Son of NSW Police chief inspector and girlfriend found dead in Canada
They said knowing his girlfriend Ms Deese, from North Carolina, had also lost her life in a "violent event" was cruel. Police discovered their bodies 20 km south of the Liard Hot Springs along the Alaska Highway on Monday morning.
Tim Willits is leaving id Software
We wish him the best of luck, and praise must be given for all of his work at id - especially in creating some of the best shooters of all time!
Slack resetting thousands of accounts following a security hack…from 2015
Therefore, for your account security, if you have a Slack account change its password even if you are not impacted by the breach. While analyzing the credentials of the affected users, the company soon noticed that they are indeed related to the 2015 hack.
"While willfulness may be inferred from blatantly wrongful conduct, such as a gratuitous kick to the head, an officer's mistake, fear, misperception, or even poor judgment does not constitute willful conduct under federal criminal civil rights law", Donoghue said.

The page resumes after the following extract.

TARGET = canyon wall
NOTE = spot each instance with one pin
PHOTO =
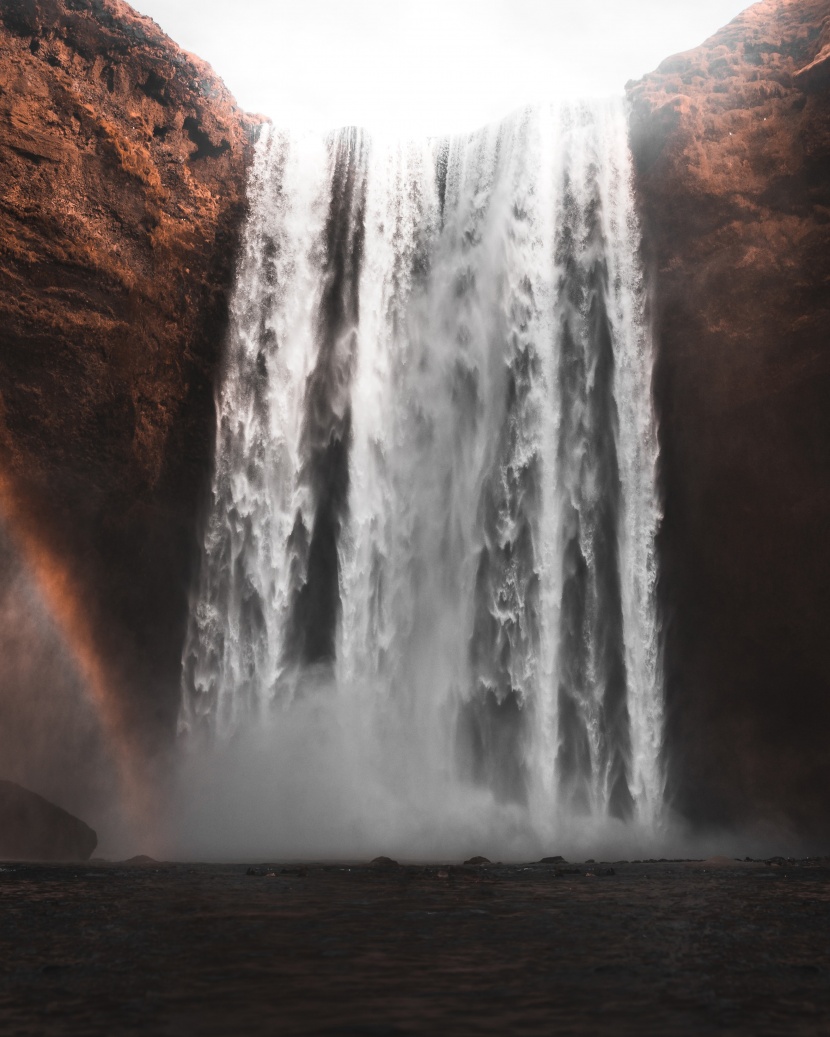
(731, 144)
(122, 165)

Federal investigators have been examining the circumstances of Garner's death since 2014, after a grand jury in NY declined to indict the Staten Island officer.
"All the other administrations have failed my son and the Garner family", she said.
"Five years later and there's still no justice", said Emerald Garner, Eric Garner's daughter. "I want my father".
The mayor, who's running for the 2020 Democratic nomination, added that the metropolis "is no longer the the same" because it modified into at the time of Garner's death.
The resolution comes in the end forward of the fifth anniversary of Garner's death and the expiration of the statute of obstacles.
The "I can't breathe" phrase reflected the frustration with what activists said was a lack of police accountability after police killings of unarmed black men. Athletes like National Basketball Association star LeBron James bore the message on T-shirts in support of the cause.